Home / Opinion / Online-views /  Minority Report | The discounted scalpel

The Times of India of 15 March carried an advertisement on Page 9 with an inaugural offer by Jaypee Hospital in Noida, on the outskirts of Delhi. Besides advertising “world-class services at affordable prices", it beamed a chart of prices listed against surgeries with the actual price and the offered price. Almost like a Pizza Hut menu. So a heart bypass surgery that would otherwise cost a patient 2.58 lakh was offered at 1.5 lakh; total knee replacement priced at 2.4 lakh was going for 1.5 lakh; a 53,000 gall bladder surgery had been slashed to 20,000 and a cataract operation that would normally set you behind by 24,000 was priced at 12,500 only.

A 50% discount was also offered on PET, MRI and CT scans, mammography, ultrasound, X-Ray and lab investigations, and this large ad told us that the “offer was valid till 31st May 2015".

Every service industry has the right to seduce customers. It’s understood that an entrepreneurial investment of any kind must be boosted by sales and good business to keep its head above water. I am also sure that if this were a cosmetic enhancement clinic, an offer on an expensive gym membership or a sari shop sale announcing discounts, most of us wouldn’t notice it at all. So why does a similar ad from a hospital evince doubtful interest? My quick answer is that a hospital is in the business of saving lives through ethical practice.

More than that, medical ethics currently pose a big question mark in India. Inequalities of income, wealth and the now growing defensive relationship between doctors and patients has begun to erode the old undying trust and worship-like reverence that patients had for doctors. Doctors no longer treat their professions or their patients with a good mix of head, heart, scientific knowledge and instinct. It’s a very sterile relationship.

As a result, the medical trysts most of us have are with the gigantic diagnostic industry. Whether it is a lump in the breast or a mild allergy, you must wade through numerous investigations. Doctors ostensibly don’t want to take chances; patients are too trapped in ignorance and fear to argue with specialized advice. Hospitals invariably stand to gain from the eggshells that patients must walk on.

There is a lot of diagnostic advancement and, thus, a lot of prevention, no doubt—though this luxury is available only to those who can afford it. At the same time, more surgeries take place in India than are necessary, going by what’s reported; more people die on ventilator support in intensive care units connected to machines and tubes instead of passing peacefully at home; more depend on everyday medicines, more Indian pharmacies are constantly crowded, and the very obvious: few babies are born through normal delivery. My yoga teacher, who currently co-consults with a gynaecologist at a reputed Delhi hospital (she did not give me permission to use her name or that of the hospital) on fertility issues among young urban women and teaches yoga to new mothers, keeps telling me that she rarely comes across a woman who has had a natural childbirth. “Every birth or at least eight out of 10 are done by Caesarean section—even when the mother is a 27-year-old with a normal pregnancy," she says.
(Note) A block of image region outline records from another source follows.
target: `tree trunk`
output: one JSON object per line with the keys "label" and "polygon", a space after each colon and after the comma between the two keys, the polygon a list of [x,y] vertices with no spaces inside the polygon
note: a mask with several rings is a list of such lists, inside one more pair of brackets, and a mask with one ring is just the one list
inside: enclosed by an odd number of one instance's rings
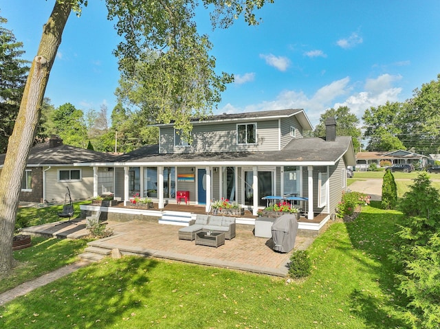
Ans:
{"label": "tree trunk", "polygon": [[47,23],[43,26],[38,54],[32,61],[14,131],[9,138],[0,174],[0,273],[7,272],[12,267],[12,239],[21,179],[34,142],[49,73],[61,43],[72,3],[56,1]]}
So let’s return to the original question. In this climate of better diagnosis, more prevention but failing goodwill for the business of medicine, is it ethical for a hospital to offer discounted rates? Might it prompt people with middle-class mentalities and limited budgets to opt for procedures they may not immediately need or may not need at all? It may even urge some to easily agree for a larger battery of tests if a 50% discount is going on an MRI. I am very sure this Jaypee Hospital in Noida is not the only one hawking discounts through expensive ads. Even reputed diagnostic chains such as Dr Lal PathLabs routinely offer health packages and slashed rates on pathological tests as do top hospitals by creating smart (and more affordable) annual health-check offers. Yet, surely a line could be drawn somewhere. Surgery rates slashed by a lakh of rupees brings the doubt whether the original rates are justified to begin with. There is a difference, I believe, between raising awareness by calling people on “World Heart Day" to test affordably for heart disease and a discounted bypass surgery.

I checked the legalities with a lawyer, who assured me that such ads are perfectly legal. But I will still say that total knee replacement is hardly like a pair of Nike shoes going at half the price because the season has changed, the colour is off the fashion forecast and new designs have hit the market.